Loading...
Loading...
Developers working with Gemma 4 and GGUF formats should update their local model files: patched Gemma 4 GGUF builds addressing a Chat Template bug are now available on Hugging Face for the 31B and 26B variants. Parallel tooling advances ease local model grafting—an author released a utility to extract only the necessary MTP tensors from GGUF donor files, producing compact ~900 MB faux-GGUF artifacts for use with MTP grafting scripts. Together, these updates reduce friction for local deployment and model merging workflows, cutting storage and transfer overhead while ensuring stabilized chat-template behavior for Gemma 4 users.
Gemma 4 GGUF fixes and lightweight donor GGUF tooling reduce deployment friction and storage needs for local model merging workflows. Tech professionals managing local inference, grafting, or custom chat templates should adapt pipelines to use patched models and compact donor artifacts.
Dossier last updated: 2026-05-11 21:05:49
A user discovered a tuned version of Nemotron on Hugging Face—Nemotron-3-Super-64B-A12B-Math-REAP-GGUF—that claims to run large-context workloads efficiently on 48 GB of VRAM, achieving about 21 tokens/sec for coding and supporting extremely long (500k-token) context. The model is presented as a math-focused, distilled/tuned variant intended to emulate parts of the larger 12B Nemotron Super but with far lower resource requirements. This matters because compact, optimized model builds and GGUF packaging can enable researchers and developers to run near-large-model capabilities on desktop GPUs, lowering the barrier for experimenting with long-context agentic use cases and coding assistance. Key players: Hugging Face hosting, Max-and-Omnis as the uploader, and the Nemotron family of models.
A contributor created a lightweight tool to extract MTP tensors from GGUF model files so the grafting script no longer needs a full GGUF donor. The result is two compact "faux GGUF" files (~900 MB) designed to contain only the tensors required for MTP grafting, with a Hugging Face upload provided as an example. This matters because smaller donor files reduce storage and transfer overhead for local model grafting workflows, making experiments with MTP-based model merging more accessible to developers and hobbyists. The post links the extraction script and the reduced GGUF artifacts, enabling easier reuse in local model modification pipelines.
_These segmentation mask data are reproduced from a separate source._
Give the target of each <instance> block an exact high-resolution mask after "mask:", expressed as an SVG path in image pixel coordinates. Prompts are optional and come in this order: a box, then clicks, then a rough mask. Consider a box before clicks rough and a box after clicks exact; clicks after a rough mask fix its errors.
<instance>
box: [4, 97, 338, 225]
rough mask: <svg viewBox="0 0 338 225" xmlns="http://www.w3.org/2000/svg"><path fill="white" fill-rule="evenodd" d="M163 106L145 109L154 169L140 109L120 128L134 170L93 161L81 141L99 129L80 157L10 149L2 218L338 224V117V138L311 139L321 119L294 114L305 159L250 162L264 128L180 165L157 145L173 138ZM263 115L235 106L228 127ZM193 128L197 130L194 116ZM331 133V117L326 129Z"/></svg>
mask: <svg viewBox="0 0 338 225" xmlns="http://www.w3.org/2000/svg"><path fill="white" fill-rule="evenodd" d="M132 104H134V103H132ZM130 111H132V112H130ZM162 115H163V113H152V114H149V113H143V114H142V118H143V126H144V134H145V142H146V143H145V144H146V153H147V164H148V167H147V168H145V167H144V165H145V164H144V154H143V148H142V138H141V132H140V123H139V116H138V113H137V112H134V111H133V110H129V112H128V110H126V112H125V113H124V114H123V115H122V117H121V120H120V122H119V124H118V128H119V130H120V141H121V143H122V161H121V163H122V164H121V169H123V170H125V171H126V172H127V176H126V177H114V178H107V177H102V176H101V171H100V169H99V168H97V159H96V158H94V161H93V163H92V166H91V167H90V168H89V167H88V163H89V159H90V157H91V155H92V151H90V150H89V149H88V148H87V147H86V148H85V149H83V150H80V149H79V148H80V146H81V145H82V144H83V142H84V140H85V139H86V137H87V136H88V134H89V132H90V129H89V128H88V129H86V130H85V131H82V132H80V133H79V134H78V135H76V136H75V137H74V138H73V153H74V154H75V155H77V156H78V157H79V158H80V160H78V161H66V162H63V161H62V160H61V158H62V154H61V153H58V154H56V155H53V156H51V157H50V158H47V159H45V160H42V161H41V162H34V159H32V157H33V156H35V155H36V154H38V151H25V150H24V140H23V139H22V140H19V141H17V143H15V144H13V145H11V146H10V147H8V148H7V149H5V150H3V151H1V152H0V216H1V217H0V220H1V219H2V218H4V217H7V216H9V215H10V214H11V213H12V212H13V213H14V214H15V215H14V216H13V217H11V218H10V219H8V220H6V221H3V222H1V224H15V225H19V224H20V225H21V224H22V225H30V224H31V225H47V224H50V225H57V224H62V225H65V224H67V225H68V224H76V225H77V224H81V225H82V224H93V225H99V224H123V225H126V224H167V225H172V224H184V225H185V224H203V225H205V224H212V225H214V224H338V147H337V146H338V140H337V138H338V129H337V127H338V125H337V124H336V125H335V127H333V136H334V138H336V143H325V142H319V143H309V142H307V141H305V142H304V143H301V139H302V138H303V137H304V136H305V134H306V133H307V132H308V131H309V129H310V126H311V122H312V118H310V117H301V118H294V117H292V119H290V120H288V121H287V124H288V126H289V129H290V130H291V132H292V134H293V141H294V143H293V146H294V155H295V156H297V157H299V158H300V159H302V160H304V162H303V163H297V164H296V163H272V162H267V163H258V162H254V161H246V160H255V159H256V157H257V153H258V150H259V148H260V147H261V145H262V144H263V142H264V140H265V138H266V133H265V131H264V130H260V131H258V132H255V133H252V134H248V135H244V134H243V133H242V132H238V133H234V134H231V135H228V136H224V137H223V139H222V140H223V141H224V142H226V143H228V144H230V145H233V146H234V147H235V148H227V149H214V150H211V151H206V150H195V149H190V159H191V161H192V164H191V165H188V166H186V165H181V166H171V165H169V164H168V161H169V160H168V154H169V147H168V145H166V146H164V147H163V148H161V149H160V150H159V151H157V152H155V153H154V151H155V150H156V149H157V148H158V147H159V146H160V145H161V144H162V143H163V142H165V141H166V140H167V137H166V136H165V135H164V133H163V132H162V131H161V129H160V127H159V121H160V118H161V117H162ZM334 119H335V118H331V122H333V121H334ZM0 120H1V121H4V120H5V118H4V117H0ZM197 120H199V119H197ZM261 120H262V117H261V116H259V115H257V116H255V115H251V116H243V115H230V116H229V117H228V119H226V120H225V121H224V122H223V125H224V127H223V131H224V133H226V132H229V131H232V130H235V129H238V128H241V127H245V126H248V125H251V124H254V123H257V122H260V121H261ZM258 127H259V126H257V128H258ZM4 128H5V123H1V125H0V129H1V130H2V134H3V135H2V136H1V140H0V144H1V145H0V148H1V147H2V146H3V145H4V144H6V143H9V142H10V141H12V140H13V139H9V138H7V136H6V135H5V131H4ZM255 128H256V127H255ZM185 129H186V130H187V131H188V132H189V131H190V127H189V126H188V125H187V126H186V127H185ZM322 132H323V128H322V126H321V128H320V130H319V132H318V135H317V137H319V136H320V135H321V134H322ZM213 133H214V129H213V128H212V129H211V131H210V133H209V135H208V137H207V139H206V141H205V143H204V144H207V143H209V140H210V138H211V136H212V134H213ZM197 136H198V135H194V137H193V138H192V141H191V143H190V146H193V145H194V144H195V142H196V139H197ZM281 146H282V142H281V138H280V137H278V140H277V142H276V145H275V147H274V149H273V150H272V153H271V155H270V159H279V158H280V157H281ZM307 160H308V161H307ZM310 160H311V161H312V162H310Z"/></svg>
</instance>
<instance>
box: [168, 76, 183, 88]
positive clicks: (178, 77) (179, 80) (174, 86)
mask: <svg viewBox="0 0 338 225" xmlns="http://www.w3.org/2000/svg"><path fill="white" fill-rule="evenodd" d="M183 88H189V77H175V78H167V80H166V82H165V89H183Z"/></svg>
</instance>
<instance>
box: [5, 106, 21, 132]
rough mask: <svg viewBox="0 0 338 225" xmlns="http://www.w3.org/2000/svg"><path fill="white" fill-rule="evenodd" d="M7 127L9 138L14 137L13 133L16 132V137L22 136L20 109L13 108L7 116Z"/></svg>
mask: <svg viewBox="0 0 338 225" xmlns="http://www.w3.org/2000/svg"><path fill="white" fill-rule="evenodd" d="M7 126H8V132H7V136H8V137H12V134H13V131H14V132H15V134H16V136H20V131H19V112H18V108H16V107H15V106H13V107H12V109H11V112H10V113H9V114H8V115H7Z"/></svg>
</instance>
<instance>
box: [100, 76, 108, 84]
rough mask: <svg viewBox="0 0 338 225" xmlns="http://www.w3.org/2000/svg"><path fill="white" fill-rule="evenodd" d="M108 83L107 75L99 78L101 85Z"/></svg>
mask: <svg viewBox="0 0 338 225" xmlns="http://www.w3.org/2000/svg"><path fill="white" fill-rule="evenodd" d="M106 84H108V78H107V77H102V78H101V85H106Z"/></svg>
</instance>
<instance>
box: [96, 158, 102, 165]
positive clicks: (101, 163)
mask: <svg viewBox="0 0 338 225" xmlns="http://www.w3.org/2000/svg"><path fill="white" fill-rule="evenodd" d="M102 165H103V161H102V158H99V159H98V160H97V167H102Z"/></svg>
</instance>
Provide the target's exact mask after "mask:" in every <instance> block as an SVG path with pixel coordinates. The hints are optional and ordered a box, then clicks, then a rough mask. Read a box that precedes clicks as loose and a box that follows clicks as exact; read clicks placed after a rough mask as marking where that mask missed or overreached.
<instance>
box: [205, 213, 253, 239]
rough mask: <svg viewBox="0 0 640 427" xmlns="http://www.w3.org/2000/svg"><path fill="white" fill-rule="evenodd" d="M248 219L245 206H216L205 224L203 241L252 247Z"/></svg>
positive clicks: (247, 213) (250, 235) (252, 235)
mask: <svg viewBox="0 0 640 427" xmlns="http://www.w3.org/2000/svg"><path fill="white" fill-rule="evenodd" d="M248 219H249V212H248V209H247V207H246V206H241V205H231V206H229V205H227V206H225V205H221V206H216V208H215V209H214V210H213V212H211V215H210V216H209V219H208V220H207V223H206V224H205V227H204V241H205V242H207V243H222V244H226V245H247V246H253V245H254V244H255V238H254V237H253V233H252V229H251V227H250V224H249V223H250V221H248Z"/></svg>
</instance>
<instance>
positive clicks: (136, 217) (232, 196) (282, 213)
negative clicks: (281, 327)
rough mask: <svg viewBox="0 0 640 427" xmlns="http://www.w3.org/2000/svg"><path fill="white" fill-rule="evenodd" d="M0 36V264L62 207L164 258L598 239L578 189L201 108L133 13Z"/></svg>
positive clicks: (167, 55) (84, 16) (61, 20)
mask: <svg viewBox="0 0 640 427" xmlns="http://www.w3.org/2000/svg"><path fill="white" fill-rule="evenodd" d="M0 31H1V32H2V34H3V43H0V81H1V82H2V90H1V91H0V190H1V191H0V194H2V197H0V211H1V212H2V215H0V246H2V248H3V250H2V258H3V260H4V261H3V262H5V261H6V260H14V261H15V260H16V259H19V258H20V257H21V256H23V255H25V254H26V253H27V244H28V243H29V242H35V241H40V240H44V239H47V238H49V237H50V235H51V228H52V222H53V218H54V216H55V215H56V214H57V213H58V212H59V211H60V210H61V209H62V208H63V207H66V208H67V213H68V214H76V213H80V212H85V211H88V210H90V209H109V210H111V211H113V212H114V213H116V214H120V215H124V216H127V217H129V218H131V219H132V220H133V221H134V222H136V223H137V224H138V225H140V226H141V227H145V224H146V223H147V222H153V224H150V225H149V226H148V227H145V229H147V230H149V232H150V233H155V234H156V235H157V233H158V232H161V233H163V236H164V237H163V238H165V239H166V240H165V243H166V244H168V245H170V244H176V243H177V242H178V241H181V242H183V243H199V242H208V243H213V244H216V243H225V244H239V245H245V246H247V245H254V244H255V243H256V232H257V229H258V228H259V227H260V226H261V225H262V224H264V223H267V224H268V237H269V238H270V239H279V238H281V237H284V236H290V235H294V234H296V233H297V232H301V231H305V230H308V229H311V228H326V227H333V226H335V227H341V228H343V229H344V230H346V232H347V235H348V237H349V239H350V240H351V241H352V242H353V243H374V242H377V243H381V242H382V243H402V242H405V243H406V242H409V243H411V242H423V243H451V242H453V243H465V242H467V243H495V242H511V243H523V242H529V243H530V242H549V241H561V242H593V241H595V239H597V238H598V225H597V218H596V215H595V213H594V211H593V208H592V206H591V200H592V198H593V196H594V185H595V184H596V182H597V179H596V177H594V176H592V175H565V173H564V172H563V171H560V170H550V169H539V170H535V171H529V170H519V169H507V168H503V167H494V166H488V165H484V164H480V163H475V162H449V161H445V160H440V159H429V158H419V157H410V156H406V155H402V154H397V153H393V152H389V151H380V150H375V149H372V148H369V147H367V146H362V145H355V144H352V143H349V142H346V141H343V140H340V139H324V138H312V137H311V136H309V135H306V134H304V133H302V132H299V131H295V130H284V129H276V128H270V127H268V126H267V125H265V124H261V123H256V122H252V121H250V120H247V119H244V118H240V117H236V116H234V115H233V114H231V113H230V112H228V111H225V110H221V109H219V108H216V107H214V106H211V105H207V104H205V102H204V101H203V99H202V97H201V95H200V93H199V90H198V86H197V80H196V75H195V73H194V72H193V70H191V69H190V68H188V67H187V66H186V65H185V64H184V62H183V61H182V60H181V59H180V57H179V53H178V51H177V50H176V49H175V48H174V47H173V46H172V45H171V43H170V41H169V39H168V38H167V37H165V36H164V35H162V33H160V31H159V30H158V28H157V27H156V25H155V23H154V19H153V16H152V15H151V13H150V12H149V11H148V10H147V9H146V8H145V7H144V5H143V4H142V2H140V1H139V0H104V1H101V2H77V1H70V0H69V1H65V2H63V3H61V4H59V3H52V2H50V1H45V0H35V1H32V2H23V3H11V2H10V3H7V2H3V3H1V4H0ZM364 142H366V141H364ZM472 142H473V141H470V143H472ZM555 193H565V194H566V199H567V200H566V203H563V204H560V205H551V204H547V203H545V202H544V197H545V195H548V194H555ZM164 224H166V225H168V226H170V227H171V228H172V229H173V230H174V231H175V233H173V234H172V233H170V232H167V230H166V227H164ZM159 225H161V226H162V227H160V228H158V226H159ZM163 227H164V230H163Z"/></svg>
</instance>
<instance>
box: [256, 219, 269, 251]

it's time to update your Gemma 4 GGUFs
A recent note alerts users to update their Gemma 4 GGUF model files after a Chat Template issue was fixed. The post points users to two Hugging Face uploads hosting updated Gemma 4 variants—google_gemma-4-31B-it-GGUF and google_gemma-4-26B-A4B-it-GGUF—so users can download fixed GGUF builds. This matters for developers and practitioners running local Gemma 4 models in GGUF format because outdated or buggy template handling could affect chat-based interfaces, integrations, or inference behavior. The update and direct links help maintainers and deployers keep local LLM deployments stable and compatible with chat templates and tooling.